Quantifying the cost in power of ignoring continuous covariate imbalances in clinical trial randomization.

机构信息

Division of Biostatistics and Epidemiology, Medical University of South Carolina, 135 Cannon Street, Suite 303, MSC 835, Charleston, SC 29425-8350, USA.

出版信息

Contemp Clin Trials. 2011 Mar;32(2):250-9. doi: 10.1016/j.cct.2010.11.005. Epub 2010 Nov 13.

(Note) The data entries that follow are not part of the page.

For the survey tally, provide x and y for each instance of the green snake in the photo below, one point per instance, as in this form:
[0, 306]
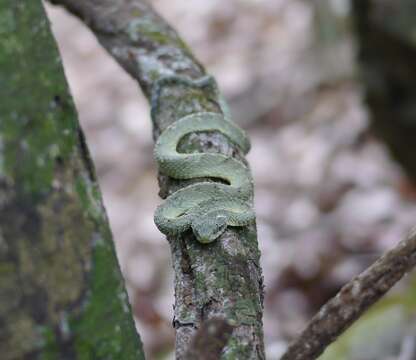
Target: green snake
[205, 207]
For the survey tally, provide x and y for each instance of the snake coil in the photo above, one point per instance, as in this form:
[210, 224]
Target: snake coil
[205, 207]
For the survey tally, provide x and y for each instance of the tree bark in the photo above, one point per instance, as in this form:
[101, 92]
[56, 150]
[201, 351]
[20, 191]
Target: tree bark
[222, 279]
[61, 291]
[387, 54]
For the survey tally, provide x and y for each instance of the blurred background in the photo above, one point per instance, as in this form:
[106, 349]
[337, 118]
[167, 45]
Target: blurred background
[328, 196]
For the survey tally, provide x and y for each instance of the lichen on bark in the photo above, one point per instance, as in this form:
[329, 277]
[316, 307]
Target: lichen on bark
[61, 291]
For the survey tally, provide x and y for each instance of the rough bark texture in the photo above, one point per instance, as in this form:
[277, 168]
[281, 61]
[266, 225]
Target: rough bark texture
[387, 53]
[353, 300]
[222, 279]
[61, 291]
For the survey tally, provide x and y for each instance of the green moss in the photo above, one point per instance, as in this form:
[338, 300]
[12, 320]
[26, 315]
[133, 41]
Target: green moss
[59, 262]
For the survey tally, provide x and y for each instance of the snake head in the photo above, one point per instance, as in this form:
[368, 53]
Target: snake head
[209, 227]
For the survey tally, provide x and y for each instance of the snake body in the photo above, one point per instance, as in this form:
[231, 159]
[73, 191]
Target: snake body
[205, 207]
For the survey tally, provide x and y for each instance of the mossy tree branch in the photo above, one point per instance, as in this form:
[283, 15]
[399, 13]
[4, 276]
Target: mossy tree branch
[222, 279]
[61, 291]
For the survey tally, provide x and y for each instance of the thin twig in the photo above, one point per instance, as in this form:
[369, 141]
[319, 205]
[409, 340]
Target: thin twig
[353, 300]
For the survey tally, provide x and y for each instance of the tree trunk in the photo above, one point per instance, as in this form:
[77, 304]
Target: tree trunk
[387, 54]
[222, 279]
[61, 291]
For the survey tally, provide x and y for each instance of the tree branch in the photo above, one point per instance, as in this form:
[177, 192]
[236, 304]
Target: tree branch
[222, 279]
[353, 300]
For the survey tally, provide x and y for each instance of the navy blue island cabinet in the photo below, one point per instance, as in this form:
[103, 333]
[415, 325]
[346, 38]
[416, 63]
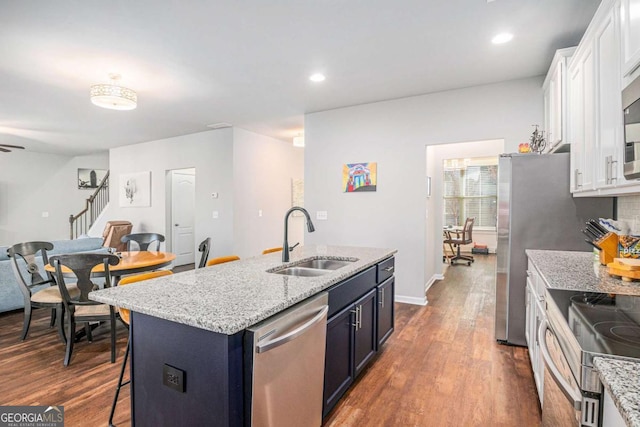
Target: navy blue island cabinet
[184, 375]
[361, 319]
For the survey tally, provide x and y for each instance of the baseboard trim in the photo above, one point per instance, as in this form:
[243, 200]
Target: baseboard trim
[433, 280]
[411, 300]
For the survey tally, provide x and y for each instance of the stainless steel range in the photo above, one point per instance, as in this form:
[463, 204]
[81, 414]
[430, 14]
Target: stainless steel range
[580, 326]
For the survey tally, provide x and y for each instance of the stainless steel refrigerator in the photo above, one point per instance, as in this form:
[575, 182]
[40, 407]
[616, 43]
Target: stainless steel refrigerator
[535, 211]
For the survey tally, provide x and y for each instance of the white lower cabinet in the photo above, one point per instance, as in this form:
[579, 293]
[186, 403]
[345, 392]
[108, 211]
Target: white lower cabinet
[534, 315]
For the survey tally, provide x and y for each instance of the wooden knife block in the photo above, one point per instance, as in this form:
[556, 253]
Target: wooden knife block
[608, 245]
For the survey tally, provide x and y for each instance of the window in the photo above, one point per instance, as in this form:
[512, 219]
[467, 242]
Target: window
[470, 191]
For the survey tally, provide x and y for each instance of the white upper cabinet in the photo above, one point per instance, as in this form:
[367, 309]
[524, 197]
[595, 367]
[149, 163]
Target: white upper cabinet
[555, 101]
[581, 124]
[608, 120]
[630, 30]
[595, 107]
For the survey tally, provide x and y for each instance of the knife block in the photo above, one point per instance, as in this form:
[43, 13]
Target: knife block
[608, 245]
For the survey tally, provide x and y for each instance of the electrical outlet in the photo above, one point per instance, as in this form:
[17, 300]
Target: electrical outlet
[173, 378]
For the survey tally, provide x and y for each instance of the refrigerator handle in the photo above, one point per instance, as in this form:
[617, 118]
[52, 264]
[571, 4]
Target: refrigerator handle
[271, 344]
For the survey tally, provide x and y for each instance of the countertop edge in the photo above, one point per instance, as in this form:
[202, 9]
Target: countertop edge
[629, 408]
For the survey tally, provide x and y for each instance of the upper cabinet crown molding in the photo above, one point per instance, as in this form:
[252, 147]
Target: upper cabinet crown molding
[630, 32]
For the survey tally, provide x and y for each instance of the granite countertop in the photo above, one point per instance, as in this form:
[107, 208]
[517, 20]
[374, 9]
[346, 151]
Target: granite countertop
[230, 297]
[578, 271]
[621, 378]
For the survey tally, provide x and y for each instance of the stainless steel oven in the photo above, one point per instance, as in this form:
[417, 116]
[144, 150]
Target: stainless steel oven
[631, 117]
[580, 326]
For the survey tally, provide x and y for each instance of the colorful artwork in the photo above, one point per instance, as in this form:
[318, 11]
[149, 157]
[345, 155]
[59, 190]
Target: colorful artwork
[358, 177]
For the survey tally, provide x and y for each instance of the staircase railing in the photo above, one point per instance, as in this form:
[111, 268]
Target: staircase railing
[81, 223]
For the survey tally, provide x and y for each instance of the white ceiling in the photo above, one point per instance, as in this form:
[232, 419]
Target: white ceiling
[247, 62]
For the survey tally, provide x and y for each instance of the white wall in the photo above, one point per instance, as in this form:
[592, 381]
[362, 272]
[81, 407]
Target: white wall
[211, 154]
[394, 134]
[32, 183]
[263, 168]
[436, 154]
[250, 172]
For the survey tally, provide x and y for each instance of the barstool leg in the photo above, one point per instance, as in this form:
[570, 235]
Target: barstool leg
[120, 385]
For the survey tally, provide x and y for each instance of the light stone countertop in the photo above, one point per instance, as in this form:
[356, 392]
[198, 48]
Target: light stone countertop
[621, 378]
[230, 297]
[578, 271]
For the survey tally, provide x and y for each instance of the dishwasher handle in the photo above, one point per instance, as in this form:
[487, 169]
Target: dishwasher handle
[574, 397]
[271, 344]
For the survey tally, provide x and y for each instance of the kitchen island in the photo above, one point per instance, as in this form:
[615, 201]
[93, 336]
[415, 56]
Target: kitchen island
[193, 324]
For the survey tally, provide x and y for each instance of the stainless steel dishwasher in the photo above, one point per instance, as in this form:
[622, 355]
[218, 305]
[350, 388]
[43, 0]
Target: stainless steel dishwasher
[285, 366]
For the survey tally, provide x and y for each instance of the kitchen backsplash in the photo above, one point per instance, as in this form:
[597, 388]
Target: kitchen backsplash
[629, 210]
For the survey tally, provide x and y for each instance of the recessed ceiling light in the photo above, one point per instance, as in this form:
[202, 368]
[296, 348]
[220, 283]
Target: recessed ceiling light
[317, 77]
[220, 125]
[502, 38]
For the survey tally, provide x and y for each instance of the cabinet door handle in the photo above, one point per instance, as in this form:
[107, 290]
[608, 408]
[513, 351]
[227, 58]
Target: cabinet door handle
[355, 312]
[613, 178]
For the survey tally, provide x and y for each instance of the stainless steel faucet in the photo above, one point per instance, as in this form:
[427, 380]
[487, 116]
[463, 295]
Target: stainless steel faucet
[310, 228]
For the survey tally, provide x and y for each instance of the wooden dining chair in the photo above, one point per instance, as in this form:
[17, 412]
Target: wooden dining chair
[81, 309]
[125, 317]
[222, 260]
[144, 240]
[463, 237]
[204, 248]
[271, 250]
[38, 291]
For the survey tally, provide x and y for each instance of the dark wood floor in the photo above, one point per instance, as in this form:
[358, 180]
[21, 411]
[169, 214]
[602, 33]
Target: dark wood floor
[441, 367]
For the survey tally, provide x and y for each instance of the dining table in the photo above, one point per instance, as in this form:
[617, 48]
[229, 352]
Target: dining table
[132, 262]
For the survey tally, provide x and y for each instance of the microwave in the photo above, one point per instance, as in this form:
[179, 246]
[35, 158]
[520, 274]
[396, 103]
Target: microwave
[631, 118]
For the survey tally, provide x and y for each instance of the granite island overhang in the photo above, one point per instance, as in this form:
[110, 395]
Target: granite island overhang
[195, 322]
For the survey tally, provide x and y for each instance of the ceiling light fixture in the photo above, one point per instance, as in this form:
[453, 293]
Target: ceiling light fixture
[112, 96]
[502, 38]
[317, 77]
[298, 141]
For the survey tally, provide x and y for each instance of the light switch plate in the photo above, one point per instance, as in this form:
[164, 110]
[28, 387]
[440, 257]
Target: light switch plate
[174, 378]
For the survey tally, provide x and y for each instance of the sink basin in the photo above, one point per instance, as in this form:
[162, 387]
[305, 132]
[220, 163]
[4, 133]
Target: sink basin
[312, 267]
[324, 264]
[302, 271]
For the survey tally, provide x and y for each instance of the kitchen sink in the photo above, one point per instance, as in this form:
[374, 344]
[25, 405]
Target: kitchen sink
[312, 267]
[302, 271]
[323, 264]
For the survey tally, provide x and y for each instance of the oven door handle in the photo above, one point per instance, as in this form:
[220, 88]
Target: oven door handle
[574, 397]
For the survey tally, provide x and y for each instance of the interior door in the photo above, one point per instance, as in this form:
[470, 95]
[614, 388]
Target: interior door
[183, 184]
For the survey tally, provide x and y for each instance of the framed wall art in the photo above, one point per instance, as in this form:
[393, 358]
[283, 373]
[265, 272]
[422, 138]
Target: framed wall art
[134, 189]
[359, 177]
[90, 178]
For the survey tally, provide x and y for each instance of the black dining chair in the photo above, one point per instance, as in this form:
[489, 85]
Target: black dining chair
[38, 291]
[204, 247]
[82, 309]
[144, 240]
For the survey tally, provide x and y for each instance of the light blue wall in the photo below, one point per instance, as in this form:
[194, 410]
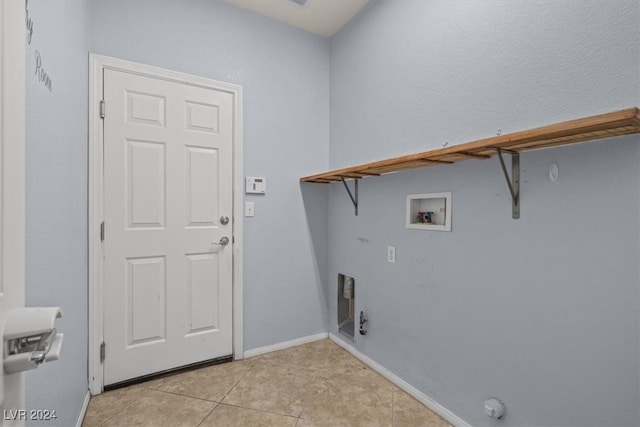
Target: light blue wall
[541, 312]
[284, 73]
[56, 198]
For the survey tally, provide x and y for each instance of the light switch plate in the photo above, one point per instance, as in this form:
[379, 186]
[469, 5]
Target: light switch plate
[255, 185]
[249, 209]
[391, 254]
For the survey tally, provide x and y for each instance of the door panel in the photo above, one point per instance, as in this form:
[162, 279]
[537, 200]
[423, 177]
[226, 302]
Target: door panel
[167, 180]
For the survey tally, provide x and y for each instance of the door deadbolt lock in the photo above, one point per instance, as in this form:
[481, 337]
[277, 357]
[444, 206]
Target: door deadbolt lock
[224, 241]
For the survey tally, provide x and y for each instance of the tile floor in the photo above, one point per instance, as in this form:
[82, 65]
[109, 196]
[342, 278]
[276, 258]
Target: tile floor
[315, 384]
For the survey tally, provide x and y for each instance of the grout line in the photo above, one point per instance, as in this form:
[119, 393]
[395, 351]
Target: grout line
[131, 402]
[207, 416]
[242, 377]
[280, 414]
[187, 396]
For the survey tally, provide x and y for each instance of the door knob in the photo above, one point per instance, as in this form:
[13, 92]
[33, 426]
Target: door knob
[224, 241]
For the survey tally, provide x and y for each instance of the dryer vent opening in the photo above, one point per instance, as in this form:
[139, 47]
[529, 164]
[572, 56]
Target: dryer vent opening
[346, 305]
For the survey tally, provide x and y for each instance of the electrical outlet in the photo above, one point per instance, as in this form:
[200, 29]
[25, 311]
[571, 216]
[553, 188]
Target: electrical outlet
[249, 209]
[391, 254]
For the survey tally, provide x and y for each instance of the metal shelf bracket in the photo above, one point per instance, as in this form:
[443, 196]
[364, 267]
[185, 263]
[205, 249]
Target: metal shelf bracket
[513, 181]
[354, 200]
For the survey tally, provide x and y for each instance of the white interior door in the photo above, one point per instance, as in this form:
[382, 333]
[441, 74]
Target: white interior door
[12, 169]
[167, 189]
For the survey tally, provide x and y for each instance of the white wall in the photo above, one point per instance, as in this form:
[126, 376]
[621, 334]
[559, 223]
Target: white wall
[56, 198]
[541, 312]
[285, 77]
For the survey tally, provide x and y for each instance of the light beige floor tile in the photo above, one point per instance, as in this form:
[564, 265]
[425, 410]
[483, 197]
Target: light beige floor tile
[354, 399]
[348, 410]
[276, 388]
[157, 408]
[107, 404]
[211, 383]
[321, 355]
[233, 416]
[408, 412]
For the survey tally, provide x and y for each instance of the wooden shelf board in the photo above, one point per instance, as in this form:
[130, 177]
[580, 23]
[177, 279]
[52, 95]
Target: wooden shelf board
[617, 123]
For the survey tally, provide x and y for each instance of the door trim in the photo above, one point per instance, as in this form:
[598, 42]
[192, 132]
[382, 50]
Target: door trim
[97, 63]
[12, 179]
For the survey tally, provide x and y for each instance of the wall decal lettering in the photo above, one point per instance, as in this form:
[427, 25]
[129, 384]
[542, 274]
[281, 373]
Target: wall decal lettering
[28, 22]
[41, 74]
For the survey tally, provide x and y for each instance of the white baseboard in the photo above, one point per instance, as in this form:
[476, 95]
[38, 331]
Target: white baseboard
[83, 411]
[417, 394]
[281, 346]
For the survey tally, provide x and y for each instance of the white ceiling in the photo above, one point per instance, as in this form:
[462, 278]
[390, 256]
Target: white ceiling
[321, 17]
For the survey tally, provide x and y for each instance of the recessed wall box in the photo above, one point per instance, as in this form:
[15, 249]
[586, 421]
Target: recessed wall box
[255, 185]
[31, 338]
[429, 211]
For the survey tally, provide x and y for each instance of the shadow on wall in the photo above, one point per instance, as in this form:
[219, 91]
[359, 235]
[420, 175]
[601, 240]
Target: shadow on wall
[316, 205]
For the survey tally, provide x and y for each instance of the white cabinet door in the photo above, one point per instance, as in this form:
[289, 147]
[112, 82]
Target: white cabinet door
[167, 184]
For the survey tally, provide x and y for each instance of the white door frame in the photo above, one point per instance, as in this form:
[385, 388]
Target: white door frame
[97, 63]
[12, 180]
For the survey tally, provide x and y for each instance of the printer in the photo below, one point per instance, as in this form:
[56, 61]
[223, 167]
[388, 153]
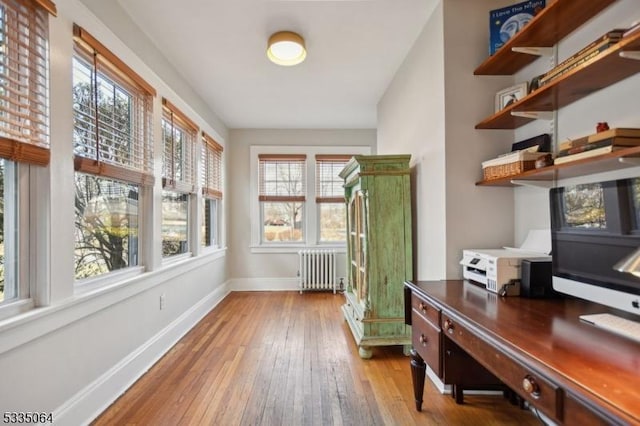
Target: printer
[499, 270]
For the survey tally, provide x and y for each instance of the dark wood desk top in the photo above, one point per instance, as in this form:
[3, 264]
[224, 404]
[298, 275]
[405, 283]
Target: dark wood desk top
[596, 366]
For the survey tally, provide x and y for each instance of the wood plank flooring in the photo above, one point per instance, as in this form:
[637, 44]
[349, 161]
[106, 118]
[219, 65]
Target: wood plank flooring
[282, 358]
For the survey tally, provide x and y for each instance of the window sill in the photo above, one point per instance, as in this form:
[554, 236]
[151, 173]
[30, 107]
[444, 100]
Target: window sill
[36, 322]
[296, 249]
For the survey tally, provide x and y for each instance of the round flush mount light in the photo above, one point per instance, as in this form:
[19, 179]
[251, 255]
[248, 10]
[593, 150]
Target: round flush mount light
[286, 48]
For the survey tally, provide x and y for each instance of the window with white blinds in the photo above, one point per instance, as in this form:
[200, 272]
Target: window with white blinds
[211, 167]
[112, 115]
[24, 80]
[179, 135]
[329, 185]
[282, 177]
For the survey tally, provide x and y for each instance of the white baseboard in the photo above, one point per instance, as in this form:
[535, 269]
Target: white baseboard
[264, 284]
[87, 404]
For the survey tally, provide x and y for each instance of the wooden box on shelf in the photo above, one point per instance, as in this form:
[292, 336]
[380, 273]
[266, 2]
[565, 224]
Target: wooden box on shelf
[510, 164]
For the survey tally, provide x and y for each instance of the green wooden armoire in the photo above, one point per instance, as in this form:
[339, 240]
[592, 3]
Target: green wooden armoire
[379, 259]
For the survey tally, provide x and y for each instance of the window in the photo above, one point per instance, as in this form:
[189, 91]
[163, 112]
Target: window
[332, 216]
[297, 196]
[178, 181]
[113, 161]
[282, 197]
[211, 191]
[24, 130]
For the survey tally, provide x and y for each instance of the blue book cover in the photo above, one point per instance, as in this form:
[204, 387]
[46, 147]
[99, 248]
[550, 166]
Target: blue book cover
[505, 22]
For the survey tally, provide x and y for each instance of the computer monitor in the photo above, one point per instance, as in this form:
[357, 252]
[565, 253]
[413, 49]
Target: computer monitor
[593, 227]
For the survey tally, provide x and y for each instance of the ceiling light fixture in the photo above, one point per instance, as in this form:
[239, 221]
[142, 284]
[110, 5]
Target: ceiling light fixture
[286, 48]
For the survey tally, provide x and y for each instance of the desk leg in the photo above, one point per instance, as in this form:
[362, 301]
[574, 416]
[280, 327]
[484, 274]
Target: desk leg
[418, 370]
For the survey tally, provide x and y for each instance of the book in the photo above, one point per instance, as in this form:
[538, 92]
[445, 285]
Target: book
[586, 154]
[586, 147]
[584, 57]
[598, 45]
[632, 29]
[505, 22]
[619, 136]
[620, 133]
[571, 143]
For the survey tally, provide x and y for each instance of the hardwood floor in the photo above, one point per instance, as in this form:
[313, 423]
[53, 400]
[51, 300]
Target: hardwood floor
[282, 358]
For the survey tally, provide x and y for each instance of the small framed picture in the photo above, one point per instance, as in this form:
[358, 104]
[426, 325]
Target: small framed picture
[510, 95]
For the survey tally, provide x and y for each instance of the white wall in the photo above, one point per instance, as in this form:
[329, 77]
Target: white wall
[255, 271]
[617, 104]
[76, 353]
[417, 115]
[435, 123]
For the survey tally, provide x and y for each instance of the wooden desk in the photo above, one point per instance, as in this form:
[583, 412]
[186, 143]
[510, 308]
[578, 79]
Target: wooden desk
[571, 371]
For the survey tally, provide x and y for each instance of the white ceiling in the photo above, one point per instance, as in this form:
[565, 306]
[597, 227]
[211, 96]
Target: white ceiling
[219, 46]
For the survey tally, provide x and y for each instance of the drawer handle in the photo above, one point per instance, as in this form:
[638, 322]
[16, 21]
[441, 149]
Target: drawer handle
[530, 386]
[423, 339]
[448, 325]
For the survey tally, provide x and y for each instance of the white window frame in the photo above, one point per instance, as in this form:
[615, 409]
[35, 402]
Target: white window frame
[310, 216]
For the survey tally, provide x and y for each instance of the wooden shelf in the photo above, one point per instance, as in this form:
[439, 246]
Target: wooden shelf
[557, 20]
[597, 73]
[601, 163]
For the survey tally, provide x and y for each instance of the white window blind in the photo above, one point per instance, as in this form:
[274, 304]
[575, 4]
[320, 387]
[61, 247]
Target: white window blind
[179, 135]
[329, 185]
[282, 177]
[112, 115]
[211, 167]
[24, 80]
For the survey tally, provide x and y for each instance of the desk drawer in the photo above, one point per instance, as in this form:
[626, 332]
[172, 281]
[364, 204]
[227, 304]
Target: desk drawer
[540, 392]
[426, 340]
[426, 310]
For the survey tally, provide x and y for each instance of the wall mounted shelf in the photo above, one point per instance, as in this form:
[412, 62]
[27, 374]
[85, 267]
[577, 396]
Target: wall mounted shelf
[557, 20]
[629, 157]
[607, 68]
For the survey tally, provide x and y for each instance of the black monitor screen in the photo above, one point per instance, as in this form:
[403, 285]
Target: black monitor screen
[593, 227]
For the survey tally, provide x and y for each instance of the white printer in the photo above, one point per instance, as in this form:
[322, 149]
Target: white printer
[497, 269]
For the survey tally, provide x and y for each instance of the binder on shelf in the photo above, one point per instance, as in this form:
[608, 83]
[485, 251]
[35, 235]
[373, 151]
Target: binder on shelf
[586, 154]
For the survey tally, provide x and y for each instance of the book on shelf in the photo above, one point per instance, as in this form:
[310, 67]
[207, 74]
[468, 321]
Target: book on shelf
[586, 147]
[507, 21]
[635, 27]
[587, 154]
[588, 52]
[620, 133]
[572, 143]
[623, 137]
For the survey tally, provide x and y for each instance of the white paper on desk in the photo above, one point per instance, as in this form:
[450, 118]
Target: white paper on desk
[538, 240]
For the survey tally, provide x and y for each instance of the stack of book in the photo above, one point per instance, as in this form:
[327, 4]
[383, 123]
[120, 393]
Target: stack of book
[593, 49]
[597, 144]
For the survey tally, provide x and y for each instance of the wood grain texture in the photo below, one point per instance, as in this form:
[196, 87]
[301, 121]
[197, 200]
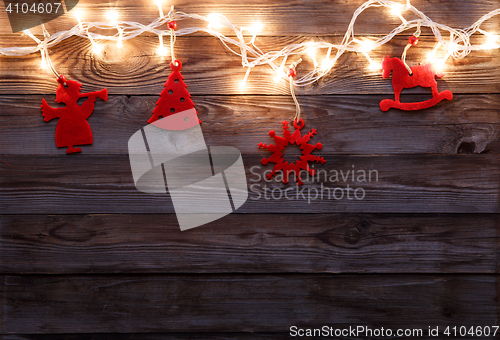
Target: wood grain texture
[243, 303]
[272, 243]
[282, 17]
[209, 68]
[406, 184]
[157, 336]
[346, 124]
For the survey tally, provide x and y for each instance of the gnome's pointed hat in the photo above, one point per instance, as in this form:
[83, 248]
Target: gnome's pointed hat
[174, 100]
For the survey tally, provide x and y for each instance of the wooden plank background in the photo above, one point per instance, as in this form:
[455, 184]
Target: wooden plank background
[84, 255]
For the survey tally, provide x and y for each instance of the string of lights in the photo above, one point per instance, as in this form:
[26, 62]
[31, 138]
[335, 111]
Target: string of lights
[455, 42]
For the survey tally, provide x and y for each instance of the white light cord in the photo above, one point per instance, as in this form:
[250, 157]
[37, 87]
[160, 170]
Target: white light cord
[457, 46]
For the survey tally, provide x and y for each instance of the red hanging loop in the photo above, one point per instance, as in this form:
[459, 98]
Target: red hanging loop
[176, 66]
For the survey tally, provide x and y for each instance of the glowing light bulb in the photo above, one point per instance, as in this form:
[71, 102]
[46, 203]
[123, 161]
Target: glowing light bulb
[438, 65]
[311, 50]
[491, 41]
[279, 76]
[367, 45]
[214, 21]
[256, 28]
[397, 9]
[113, 16]
[78, 14]
[97, 49]
[159, 4]
[327, 64]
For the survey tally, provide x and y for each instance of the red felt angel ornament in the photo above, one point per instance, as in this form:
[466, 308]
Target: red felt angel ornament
[72, 127]
[289, 139]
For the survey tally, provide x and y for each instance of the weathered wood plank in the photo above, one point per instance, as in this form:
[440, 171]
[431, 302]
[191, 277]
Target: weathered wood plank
[282, 17]
[273, 243]
[84, 184]
[157, 336]
[244, 303]
[2, 304]
[346, 124]
[209, 68]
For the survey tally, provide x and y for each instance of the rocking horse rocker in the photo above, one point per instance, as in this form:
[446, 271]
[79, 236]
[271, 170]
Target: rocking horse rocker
[421, 75]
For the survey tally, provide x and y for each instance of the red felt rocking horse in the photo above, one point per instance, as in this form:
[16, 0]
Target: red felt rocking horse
[421, 75]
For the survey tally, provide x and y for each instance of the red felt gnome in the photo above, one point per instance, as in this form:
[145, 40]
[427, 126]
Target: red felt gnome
[174, 98]
[72, 127]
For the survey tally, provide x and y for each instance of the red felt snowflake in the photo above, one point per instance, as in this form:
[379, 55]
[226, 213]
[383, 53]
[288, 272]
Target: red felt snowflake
[282, 143]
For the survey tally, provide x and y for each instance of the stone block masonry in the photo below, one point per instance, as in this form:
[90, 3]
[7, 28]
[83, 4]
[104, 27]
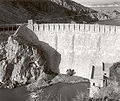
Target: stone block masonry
[81, 45]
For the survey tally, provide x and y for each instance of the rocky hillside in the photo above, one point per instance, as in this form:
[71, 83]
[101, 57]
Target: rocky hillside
[19, 11]
[22, 61]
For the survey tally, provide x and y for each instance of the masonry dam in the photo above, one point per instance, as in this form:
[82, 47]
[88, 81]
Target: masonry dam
[81, 47]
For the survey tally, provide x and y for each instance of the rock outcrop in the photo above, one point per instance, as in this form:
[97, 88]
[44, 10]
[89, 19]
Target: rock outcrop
[21, 62]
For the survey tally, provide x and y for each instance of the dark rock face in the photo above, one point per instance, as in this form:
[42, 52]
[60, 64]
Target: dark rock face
[21, 62]
[47, 11]
[115, 72]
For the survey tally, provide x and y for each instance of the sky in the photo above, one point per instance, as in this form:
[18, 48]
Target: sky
[95, 1]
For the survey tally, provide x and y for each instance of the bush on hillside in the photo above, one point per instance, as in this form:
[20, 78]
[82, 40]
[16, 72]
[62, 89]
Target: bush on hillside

DOI:10.1016/j.cct.2010.11.005
PMID:21078415
原文链接:https://pmc.ncbi.nlm.nih.gov/articles/PMC4288592/
Abstract

Motivated by potentially serious imbalances of continuous baseline covariates in clinical trials, we investigated the cost in statistical power of ignoring the balance of these covariates in treatment allocation design for a logistic regression model. Based on data from a clinical trial of acute ischemic stroke treatment, computer simulations were used to create scenarios varying from the best possible baseline covariate balance to the worst possible imbalance, with multiple balance levels between the two extremes. The likelihood of each scenario occurring under simple randomization was evaluated. The power of the main effect test for treatment was examined. Our simulation results show that the worst possible imbalance is highly unlikely, but it can still occur under simple random allocation. Also, power loss could be nontrivial if balancing distributions of important continuous covariates were ignored even if adjustment is made in the analysis for important covariates. This situation, although unlikely, is more serious for trials with a small sample size and for covariates with large influence on primary outcome. These results suggest that attempts should be made to balance known prognostic continuous covariates at the design phase of a clinical trial even when adjustment is planned for these covariates at the analysis.

摘要

受到临床试验中连续基线协变量潜在严重失衡的启发,我们研究了在逻辑回归模型的治疗分配设计中忽略这些协变量平衡的统计功效代价。基于急性缺血性脑卒中治疗临床试验的数据,我们使用计算机模拟创建了从最佳可能的基线协变量平衡到最差可能的失衡的场景,在这两个极端之间有多个平衡水平。评估了简单随机化下每个场景发生的可能性。检验了治疗主效应检验的功效。我们的模拟结果表明,最坏的可能失衡虽然不太可能,但在简单随机分配下仍可能发生。即使在分析中对重要协变量进行调整,忽略重要连续协变量的分布平衡也可能导致相当大的功效损失。这种情况虽然不太可能,但对于样本量较小的试验和对主要结局影响较大的协变量更为严重。这些结果表明,即使在分析中计划对这些协变量进行调整,也应该在临床试验的设计阶段尝试平衡已知的预后连续协变量。